TensorFlow Fundamentals
Notebook on fundamental concepts of tensorflow
- Fundamental concepts of TensorFlow:
- Introduction to Tensors
- Creating tensors with tf.Variable:
- Creating random tensors:
- shuffle the order of elements in a tensor
- Other ways to make tensors
- Turn Numpy arrays into tensors:
- Getting Information from tensors:
- Indexing tensors:
- Manipulating tensors(tensors operations):
- Matrix Multiplication in TensorFlow:
- Changing the datatype of a tensor
- Aggregating tensors
- Find the positional maximum and minimum
- Squeezing a tensor (removing all single dimensions)
- One hot encoding tensors
- More on math functions:
- Tensors and NumPy
- Using @tf.function
- Using GPUs:
- Solutions to the Exercises given in the tutorial Notebook:
Fundamental concepts of TensorFlow:
This notebook is an account of my working for the Tensorflow tutorial by Daniel Bourke on Youtube.

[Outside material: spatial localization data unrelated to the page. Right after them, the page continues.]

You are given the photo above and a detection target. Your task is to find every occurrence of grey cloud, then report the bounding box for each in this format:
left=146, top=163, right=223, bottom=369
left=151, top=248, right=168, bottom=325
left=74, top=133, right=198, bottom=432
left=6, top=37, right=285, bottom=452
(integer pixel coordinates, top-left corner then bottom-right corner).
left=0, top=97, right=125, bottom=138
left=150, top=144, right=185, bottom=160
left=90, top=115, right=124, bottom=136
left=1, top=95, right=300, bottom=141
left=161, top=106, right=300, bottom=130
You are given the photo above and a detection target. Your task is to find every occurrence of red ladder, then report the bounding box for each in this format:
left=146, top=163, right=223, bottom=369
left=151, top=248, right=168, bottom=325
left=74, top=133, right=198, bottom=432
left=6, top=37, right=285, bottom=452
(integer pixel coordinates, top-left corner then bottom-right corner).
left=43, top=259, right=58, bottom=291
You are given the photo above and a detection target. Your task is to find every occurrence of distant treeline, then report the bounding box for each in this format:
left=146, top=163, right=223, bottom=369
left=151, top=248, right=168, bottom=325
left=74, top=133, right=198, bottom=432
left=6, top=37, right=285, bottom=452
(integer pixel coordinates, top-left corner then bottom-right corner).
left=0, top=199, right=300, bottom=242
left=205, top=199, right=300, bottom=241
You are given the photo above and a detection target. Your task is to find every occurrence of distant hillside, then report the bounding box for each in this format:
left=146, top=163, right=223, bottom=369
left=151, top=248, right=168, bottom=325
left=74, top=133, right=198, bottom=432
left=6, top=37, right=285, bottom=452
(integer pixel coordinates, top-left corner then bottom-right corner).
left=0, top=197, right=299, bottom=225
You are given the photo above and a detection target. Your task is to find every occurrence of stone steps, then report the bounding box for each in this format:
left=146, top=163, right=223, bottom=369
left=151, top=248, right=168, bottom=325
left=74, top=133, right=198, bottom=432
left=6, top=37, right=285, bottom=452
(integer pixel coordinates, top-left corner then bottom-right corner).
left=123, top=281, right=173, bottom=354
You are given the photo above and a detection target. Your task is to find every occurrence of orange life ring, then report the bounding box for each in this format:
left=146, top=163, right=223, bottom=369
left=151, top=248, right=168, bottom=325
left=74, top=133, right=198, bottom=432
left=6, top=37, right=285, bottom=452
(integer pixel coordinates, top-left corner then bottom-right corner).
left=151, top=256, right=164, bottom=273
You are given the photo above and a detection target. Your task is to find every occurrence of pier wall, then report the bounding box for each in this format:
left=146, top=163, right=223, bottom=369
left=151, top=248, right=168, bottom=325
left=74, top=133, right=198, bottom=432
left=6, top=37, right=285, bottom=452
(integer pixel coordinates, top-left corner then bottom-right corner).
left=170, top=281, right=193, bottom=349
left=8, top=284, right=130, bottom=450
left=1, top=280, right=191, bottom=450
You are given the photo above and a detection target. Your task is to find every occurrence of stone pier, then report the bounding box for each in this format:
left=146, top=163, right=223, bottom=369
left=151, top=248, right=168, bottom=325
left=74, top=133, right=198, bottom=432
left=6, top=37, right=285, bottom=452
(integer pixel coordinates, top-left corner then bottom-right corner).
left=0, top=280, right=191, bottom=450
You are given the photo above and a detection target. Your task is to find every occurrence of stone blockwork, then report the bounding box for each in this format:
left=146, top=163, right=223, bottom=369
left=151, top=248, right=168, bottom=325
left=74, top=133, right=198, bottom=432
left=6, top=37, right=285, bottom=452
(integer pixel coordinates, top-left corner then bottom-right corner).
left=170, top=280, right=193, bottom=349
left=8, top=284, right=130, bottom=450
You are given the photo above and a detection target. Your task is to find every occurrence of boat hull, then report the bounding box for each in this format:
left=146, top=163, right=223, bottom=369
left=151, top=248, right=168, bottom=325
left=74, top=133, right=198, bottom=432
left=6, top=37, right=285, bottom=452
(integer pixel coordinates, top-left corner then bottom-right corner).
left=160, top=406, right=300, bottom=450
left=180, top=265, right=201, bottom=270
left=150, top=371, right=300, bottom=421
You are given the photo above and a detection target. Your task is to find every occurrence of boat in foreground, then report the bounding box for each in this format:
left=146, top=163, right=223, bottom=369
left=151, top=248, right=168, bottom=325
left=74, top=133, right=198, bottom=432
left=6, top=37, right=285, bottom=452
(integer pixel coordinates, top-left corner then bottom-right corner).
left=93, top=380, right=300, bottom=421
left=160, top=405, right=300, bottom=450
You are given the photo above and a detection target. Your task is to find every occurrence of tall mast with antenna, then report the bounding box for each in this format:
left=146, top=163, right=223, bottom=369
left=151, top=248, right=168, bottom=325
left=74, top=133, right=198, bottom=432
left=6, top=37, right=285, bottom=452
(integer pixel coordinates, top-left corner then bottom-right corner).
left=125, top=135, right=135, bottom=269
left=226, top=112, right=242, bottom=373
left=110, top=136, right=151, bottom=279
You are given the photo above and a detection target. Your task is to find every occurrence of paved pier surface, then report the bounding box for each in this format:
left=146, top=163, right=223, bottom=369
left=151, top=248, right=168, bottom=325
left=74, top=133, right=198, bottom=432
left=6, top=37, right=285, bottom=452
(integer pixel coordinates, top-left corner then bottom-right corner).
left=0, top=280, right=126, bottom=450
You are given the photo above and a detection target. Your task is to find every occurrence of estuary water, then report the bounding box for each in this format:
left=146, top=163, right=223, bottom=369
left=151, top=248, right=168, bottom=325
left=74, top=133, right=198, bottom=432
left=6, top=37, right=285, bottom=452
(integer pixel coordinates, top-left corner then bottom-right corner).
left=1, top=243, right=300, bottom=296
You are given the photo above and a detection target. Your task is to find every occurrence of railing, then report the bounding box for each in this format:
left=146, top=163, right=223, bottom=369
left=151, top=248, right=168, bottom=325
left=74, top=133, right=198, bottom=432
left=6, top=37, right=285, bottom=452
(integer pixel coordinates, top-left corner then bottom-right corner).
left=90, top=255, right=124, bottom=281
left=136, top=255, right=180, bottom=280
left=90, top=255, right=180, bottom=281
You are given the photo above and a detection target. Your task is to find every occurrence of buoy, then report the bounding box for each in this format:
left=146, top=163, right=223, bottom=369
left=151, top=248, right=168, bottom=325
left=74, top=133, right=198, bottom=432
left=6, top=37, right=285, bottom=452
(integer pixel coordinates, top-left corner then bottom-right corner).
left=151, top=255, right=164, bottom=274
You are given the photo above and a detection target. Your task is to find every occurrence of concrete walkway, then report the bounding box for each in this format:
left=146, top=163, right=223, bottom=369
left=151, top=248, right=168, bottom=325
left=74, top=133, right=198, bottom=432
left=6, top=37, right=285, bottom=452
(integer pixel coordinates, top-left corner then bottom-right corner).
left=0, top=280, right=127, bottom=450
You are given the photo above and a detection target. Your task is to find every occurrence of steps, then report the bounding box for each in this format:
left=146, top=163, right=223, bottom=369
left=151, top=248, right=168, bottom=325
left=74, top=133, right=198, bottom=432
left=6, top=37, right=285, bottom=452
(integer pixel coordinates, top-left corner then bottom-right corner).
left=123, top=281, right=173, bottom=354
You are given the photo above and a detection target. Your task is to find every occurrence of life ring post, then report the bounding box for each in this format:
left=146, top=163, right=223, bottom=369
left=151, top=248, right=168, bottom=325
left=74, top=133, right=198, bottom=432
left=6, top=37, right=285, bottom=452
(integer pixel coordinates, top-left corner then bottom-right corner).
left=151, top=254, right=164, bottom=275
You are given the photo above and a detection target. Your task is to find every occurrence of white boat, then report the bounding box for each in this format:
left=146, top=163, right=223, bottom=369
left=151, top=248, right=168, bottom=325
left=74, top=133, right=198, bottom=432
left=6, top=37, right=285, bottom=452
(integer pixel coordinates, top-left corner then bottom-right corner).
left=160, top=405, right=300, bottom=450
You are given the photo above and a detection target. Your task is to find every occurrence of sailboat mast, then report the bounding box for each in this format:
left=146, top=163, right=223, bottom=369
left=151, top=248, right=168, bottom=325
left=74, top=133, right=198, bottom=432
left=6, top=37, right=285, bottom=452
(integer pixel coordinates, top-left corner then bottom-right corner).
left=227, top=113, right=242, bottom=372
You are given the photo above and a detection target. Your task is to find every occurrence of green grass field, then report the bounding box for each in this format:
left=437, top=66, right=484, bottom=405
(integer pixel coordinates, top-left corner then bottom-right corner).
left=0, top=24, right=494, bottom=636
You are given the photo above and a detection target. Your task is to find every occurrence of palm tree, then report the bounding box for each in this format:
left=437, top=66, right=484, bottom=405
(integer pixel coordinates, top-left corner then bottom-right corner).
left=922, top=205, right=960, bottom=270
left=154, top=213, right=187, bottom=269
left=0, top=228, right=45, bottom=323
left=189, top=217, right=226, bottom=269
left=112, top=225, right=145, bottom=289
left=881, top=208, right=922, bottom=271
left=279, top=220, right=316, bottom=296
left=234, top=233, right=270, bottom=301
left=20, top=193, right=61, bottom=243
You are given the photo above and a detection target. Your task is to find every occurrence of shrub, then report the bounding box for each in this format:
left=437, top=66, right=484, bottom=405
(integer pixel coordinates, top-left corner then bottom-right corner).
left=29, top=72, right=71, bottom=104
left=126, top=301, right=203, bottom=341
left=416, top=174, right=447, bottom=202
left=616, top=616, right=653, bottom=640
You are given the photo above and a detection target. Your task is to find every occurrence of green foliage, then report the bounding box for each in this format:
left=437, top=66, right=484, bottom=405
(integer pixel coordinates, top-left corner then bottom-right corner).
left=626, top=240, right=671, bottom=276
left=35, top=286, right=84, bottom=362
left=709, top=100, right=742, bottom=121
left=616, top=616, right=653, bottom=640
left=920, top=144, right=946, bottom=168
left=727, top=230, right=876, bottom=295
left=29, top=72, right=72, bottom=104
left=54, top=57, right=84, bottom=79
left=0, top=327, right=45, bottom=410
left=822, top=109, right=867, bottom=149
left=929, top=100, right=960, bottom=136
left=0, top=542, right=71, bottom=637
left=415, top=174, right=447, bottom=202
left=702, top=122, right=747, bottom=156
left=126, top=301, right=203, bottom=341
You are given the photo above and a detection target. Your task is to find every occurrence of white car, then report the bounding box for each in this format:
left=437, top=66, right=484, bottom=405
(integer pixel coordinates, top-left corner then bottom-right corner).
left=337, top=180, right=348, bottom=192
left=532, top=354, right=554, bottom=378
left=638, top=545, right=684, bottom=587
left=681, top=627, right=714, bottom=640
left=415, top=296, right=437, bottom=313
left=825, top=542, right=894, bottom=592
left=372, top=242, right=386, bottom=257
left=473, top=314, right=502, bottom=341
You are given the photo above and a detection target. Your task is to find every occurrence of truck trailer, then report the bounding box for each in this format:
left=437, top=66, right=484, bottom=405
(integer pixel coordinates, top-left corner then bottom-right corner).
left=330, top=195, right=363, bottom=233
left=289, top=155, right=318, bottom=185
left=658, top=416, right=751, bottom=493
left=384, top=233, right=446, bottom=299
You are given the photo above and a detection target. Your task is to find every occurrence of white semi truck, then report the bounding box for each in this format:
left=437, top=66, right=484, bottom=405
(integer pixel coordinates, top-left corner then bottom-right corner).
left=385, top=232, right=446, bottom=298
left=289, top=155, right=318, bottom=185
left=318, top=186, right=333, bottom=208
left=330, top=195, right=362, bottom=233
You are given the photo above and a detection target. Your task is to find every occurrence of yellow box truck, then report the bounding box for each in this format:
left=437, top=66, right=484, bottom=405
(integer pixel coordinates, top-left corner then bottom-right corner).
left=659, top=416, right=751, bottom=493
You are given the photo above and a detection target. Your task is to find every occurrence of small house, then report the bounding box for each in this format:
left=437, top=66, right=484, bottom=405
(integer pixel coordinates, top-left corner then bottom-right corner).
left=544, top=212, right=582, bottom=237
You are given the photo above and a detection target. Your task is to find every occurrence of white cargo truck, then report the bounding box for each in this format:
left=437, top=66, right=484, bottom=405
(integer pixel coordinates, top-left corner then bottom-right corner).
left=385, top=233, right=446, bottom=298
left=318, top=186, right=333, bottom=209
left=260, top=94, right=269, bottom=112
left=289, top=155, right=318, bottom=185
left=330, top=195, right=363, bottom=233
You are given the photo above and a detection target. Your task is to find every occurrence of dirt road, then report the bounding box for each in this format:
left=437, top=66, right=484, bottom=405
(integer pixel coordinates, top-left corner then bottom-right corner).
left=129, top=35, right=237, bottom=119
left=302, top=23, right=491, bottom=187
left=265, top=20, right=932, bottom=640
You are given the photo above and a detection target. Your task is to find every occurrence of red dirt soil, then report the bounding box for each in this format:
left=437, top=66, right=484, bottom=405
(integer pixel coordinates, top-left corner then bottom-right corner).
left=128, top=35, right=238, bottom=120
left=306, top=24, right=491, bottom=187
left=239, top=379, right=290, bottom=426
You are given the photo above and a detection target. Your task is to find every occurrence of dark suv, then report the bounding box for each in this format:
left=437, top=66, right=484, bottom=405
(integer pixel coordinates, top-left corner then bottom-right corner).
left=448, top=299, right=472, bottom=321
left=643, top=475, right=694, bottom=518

The Notebook covers key concepts of tensorflow essential for Deep Learning. It also highlights key points of using the various methods of TensorFlow library and also notes the possible common errors we are going to encounter during tensorflow. The possible fixes for the errors are also included in the notebook.
TensorFlow:
TensorFlow is google's open-source end to end machine learning library. The basic units of the library are tensors which are generalization of matrices to higher dimensions. TensorFlow library helps in doing the computation of tensors faster by accelerating the computation process through GPUs/TPUs.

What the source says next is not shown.